The corporate’s order guide grew 28% sequentially to ₹60,000 crore within the December quarter, supported by an order pipeline exceeding 100 GW that gives multi-quarter income visibility. Round 65% of the order guide is worldwide, whereas home orders are more and more skewed in direction of highermargin segments, together with home content material requirement (DCR) modules, that are photo voltaic panels manufactured in India utilizing domestically sourced elements and command a pricing premium.
The corporate additionally plans to broaden into associated areas resembling battery vitality storage techniques (BESS), inverters, and inexperienced hydrogen. It’s establishing a 20-gigawatt-hour BESS manufacturing facility that’s anticipated to be prepared by FY28. Within the December quarter, it raised round ₹1,000 crore in fairness to fund lithium-ion cell and battery-pack plant.
In inexperienced hydrogen, the corporate intends to construct a 1GW electrolyser manufacturing facility supported by production-linked incentives of ₹444 crore. The venture, with deliberate capital expenditure of ₹676 crore, is predicted to be commissioned by FY27.To adjust to US non-Chinese language sourcing necessities, the corporate has invested $30 million in an Oman-based polysilicon facility, with manufacturing anticipated to start within the present quarter. That is anticipated to offer it a completely traceable, non-Chinese language provide chain, a key differentiator for its US enlargement.

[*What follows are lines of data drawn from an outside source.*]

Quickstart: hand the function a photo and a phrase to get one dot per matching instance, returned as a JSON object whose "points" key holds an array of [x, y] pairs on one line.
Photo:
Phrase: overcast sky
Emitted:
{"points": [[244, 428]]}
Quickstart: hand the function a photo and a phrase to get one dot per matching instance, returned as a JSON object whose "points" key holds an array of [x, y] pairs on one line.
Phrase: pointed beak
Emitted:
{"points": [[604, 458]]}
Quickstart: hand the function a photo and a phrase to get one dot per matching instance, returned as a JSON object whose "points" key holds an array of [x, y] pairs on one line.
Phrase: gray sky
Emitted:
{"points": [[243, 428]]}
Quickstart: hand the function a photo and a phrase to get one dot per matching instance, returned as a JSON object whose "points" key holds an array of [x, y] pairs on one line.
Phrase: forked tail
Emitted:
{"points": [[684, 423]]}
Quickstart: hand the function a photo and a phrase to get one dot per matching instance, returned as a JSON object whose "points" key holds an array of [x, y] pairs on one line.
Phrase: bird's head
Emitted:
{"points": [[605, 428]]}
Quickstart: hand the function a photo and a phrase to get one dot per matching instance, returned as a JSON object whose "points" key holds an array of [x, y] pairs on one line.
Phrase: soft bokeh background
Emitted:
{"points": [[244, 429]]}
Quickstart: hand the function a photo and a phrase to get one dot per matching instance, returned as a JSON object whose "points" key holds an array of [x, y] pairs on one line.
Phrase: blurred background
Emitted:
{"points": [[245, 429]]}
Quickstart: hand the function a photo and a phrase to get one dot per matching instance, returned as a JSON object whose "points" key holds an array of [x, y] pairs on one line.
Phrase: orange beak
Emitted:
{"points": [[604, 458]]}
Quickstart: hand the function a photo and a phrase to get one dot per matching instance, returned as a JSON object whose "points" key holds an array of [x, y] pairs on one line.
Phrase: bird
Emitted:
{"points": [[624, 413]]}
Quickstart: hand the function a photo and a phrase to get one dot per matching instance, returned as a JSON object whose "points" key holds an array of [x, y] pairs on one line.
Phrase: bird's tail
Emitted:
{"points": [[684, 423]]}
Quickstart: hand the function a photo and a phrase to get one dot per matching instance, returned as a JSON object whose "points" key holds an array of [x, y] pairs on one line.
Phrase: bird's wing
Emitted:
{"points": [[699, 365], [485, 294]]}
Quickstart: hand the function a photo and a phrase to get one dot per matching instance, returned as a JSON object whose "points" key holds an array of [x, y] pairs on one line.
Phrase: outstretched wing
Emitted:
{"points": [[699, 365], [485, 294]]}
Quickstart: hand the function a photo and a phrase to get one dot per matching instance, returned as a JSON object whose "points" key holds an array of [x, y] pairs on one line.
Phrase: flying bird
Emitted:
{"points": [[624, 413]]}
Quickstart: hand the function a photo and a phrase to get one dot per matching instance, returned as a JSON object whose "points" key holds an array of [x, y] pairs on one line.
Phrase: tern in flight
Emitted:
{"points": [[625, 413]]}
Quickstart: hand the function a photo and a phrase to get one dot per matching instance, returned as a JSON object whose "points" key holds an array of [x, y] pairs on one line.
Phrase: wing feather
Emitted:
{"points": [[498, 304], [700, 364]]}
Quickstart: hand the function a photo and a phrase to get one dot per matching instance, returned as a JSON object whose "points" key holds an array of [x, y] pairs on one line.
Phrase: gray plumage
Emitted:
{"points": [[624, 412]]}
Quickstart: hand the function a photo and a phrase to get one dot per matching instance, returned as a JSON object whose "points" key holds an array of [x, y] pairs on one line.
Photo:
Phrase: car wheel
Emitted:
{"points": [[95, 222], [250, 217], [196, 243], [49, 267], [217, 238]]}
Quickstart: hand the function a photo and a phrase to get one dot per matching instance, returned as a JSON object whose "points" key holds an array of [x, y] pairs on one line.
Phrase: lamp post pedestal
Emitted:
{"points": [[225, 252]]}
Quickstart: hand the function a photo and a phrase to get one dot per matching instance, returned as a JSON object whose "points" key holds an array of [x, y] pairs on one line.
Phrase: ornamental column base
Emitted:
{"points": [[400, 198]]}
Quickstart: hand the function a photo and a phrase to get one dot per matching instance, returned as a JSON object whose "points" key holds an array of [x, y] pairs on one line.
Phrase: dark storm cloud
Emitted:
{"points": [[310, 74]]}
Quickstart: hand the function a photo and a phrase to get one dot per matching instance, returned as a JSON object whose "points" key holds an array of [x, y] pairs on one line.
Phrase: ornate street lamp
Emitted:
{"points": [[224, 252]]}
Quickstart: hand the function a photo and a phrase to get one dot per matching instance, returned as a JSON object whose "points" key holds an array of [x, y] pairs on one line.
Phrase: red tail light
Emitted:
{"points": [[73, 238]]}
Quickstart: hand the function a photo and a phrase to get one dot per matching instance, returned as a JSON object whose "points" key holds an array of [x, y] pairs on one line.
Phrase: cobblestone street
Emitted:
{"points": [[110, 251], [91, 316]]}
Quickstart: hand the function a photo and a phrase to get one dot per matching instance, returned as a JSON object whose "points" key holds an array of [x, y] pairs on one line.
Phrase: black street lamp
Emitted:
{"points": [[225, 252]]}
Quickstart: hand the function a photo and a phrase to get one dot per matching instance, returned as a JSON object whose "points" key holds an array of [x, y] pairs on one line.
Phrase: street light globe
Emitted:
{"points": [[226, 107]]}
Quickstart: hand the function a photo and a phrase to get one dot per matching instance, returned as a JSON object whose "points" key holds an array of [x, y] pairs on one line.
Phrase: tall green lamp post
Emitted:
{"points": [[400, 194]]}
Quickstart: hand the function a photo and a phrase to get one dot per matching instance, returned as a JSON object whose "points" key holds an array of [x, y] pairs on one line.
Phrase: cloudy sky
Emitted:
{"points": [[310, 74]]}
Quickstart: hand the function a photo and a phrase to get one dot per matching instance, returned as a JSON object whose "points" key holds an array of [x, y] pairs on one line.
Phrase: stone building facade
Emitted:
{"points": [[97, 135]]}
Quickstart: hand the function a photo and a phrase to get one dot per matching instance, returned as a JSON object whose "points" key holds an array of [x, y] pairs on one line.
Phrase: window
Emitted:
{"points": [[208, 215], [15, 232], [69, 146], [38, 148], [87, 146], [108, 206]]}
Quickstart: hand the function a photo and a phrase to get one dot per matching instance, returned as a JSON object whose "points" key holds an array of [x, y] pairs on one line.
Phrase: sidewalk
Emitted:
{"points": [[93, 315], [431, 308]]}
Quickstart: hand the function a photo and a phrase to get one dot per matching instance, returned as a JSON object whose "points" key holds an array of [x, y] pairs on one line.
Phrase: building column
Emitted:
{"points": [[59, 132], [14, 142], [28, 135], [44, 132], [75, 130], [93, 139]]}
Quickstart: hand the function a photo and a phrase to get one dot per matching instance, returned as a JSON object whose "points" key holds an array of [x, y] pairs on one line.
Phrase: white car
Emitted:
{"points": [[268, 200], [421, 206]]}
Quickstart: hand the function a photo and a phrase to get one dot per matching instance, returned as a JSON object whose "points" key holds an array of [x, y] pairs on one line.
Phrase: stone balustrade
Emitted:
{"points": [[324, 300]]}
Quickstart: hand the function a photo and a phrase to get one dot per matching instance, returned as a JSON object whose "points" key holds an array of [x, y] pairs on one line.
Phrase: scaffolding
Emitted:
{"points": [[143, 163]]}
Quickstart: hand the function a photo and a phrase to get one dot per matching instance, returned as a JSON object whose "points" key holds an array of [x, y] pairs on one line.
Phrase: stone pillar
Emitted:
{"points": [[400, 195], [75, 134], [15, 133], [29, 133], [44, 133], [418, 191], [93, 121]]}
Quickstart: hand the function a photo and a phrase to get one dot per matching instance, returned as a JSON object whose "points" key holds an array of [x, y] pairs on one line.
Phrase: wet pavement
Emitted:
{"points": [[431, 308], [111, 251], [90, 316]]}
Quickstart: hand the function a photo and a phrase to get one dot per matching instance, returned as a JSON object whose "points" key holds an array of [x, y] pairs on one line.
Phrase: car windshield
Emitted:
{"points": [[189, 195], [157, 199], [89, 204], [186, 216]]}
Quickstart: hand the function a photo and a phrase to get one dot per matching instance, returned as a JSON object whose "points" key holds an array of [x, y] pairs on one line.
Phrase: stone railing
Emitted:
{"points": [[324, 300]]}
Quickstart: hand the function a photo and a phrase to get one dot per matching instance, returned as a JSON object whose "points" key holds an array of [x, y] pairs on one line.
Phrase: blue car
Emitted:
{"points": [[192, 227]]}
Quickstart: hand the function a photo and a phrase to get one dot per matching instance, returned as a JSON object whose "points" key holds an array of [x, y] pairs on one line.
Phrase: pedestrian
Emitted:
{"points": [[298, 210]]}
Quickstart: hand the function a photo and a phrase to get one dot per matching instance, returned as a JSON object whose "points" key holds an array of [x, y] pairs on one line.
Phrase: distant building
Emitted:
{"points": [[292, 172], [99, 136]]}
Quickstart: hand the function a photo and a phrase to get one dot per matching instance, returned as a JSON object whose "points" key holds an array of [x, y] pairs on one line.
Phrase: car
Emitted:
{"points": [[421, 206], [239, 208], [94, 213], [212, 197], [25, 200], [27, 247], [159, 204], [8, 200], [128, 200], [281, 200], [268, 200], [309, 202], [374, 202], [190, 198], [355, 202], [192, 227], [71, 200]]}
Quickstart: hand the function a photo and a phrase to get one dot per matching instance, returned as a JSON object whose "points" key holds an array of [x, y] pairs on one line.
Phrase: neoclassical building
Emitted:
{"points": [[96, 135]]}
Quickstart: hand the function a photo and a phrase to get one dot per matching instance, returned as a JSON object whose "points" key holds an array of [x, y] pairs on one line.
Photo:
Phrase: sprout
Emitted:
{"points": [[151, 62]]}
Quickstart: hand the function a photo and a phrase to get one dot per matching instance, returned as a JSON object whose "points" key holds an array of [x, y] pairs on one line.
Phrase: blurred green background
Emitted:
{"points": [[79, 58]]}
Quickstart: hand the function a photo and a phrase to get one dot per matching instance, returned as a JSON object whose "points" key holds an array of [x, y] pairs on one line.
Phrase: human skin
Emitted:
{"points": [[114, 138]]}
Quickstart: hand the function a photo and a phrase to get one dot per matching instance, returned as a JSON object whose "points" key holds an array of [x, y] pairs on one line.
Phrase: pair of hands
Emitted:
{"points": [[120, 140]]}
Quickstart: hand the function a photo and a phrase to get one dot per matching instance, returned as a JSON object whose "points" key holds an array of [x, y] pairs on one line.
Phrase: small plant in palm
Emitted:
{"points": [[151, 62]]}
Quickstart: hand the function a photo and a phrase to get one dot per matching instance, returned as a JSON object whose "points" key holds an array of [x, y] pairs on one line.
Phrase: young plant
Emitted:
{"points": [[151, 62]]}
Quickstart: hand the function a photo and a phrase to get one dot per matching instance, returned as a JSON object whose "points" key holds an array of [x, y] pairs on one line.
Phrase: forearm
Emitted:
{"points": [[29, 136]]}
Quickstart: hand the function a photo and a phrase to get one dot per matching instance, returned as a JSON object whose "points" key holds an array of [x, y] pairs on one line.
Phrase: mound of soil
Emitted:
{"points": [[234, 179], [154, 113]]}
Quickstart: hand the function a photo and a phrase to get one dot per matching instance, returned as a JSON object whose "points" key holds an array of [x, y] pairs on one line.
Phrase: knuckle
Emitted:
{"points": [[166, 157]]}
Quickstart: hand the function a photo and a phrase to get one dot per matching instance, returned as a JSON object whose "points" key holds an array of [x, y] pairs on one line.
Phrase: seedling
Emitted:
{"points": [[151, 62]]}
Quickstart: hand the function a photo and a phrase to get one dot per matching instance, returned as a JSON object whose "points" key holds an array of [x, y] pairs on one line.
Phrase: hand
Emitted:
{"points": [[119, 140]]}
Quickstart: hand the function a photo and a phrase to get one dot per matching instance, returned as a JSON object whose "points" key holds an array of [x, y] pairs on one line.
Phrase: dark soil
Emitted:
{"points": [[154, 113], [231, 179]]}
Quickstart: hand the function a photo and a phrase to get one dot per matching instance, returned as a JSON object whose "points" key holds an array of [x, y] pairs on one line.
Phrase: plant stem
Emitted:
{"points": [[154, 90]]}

For the Dember quarter, the corporate posted its highest-ever consolidated income of ₹7,565 crore, doubling year-on-year, whereas Ebitda surged threefold to ₹1,928 crore. Module manufacturing rose by 94% to succeed in a report 3.5GW and cell output touched 0.75GW from a near-zero base.
Following sturdy quarterly efficiency, PL Capital has raised the earnings estimate by 5.7% and 1.2% for FY27 and FY28 respectively. The broking agency has maintained a ‘Purchase’ ranking on the inventory with the next goal worth of ₹3,600 in contrast with ₹4,084 earlier implying an FY28 anticipated price-earnings (P/E) a number of of 21.